Figure 6TFBS affected by methylation in RUNX3 regulatory region. Schematic representation of all TFBS found in RUNX3 regulatory region, using FIMO and Jaspar database. For each TFBS region, all the transcription factor predicted as affected by a differentiation of methylation in this region are rank by FIMO pvalue (***pvalue ≤ 0.001, **pvalue ≤ 0.01, *pvalue ≤ 0.05). The top-rank TF binding profile is shown, as well as the differentially methylated position in the TFBS.
Figure 7Analysis of samples distribution in the space of differentially methylated CpG sites for asymptomatic, moderate CCC and severe CCC samples. (A) Scatterplot of the two principal components of a PCA executed in the space of the 12624 CpG positions differentially methylated (DMP) between 48 asymptomatic blood samples and 90 CCC blood samples. (B) Scatterplot of the two principal components of a PCA executed in the space of the 6735 DMPs between 47 moderate CCC blood samples and 43 severe CCC blood samples. (C) Scatterplot of the two principal components of a PCA executed in the space of the 18889 CpG positions (union of the two previous sets) for the three groups of samples.
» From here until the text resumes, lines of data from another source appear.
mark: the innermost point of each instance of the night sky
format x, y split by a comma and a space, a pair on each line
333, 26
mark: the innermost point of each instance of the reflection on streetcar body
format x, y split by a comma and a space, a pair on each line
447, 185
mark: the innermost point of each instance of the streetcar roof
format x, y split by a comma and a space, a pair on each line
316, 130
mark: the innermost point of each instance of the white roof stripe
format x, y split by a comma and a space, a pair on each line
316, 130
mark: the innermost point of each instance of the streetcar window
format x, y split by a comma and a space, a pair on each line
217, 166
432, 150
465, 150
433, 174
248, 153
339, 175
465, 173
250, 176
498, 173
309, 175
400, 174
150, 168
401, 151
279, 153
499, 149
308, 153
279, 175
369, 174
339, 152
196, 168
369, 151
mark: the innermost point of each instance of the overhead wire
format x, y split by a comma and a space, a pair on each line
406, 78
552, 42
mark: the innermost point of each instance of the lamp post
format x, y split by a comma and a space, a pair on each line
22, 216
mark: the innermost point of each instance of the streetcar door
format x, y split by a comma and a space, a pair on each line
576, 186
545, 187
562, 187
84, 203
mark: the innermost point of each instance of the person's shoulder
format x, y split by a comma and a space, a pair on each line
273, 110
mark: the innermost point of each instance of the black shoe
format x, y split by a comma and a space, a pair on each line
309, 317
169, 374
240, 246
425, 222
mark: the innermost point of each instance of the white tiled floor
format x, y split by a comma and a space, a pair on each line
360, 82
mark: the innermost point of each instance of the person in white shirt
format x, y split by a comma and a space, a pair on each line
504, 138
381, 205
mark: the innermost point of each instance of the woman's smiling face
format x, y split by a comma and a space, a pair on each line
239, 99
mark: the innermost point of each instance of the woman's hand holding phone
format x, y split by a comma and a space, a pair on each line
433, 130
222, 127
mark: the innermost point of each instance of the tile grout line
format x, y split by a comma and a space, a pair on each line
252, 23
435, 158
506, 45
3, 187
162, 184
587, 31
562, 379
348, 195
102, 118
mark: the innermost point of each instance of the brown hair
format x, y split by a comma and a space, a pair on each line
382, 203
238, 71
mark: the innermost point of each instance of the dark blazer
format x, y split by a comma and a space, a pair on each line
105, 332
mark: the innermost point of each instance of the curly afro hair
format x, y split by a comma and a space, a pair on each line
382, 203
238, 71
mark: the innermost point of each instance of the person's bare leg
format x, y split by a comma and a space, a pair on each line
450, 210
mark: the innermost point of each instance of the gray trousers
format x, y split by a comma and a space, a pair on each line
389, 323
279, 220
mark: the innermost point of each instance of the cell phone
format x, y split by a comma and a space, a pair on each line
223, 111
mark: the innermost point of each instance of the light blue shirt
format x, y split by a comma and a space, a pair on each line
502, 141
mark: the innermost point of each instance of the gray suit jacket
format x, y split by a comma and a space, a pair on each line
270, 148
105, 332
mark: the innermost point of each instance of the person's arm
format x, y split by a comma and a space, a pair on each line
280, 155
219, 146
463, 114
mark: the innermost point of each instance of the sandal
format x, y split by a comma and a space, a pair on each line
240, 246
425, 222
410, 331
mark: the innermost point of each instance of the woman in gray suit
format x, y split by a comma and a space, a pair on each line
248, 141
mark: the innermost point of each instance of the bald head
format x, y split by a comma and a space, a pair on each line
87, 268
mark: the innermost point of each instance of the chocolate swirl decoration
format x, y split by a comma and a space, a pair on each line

Figure 8Comparison of differentially expressed genes, genes affected by methylation in tissue dataset and genes affected by methylation in blood dataset. (A) Venn diagram of top 1000 genes differentially expressed or methylated in previous tissue RNA-seq, tissue DNA methylation and blood DNA methylation analysis between control/asymptomatic and severe CCC samples. (B) Graph of the Gene ontology Biological Processes analysis of dysregulated element between control/asymptomatic and severe CCC. Nodes represents biological processes terms and are divided in 3 colors, according to the proportion of genes from RNA-seq (red), tissue methylation (blue) or blood methylation (green) analysis. Edges in the graph link GO terms having gene in common. 3 principal terms are highlighted in this synthesis. More precisely, several groups of gene ontology are enriched, involved in biological process related to: 1) lymphocyte activation; 2) Regulation of immune-system process; 3) Cytokine production; 4) Interferon gamma production; 5) Regulation of interleukin production; 6) Defense response; 7) System development; 8) Anatomical structure morphogenesis; 9) Metal ion transport; 10) Cation homeostasis.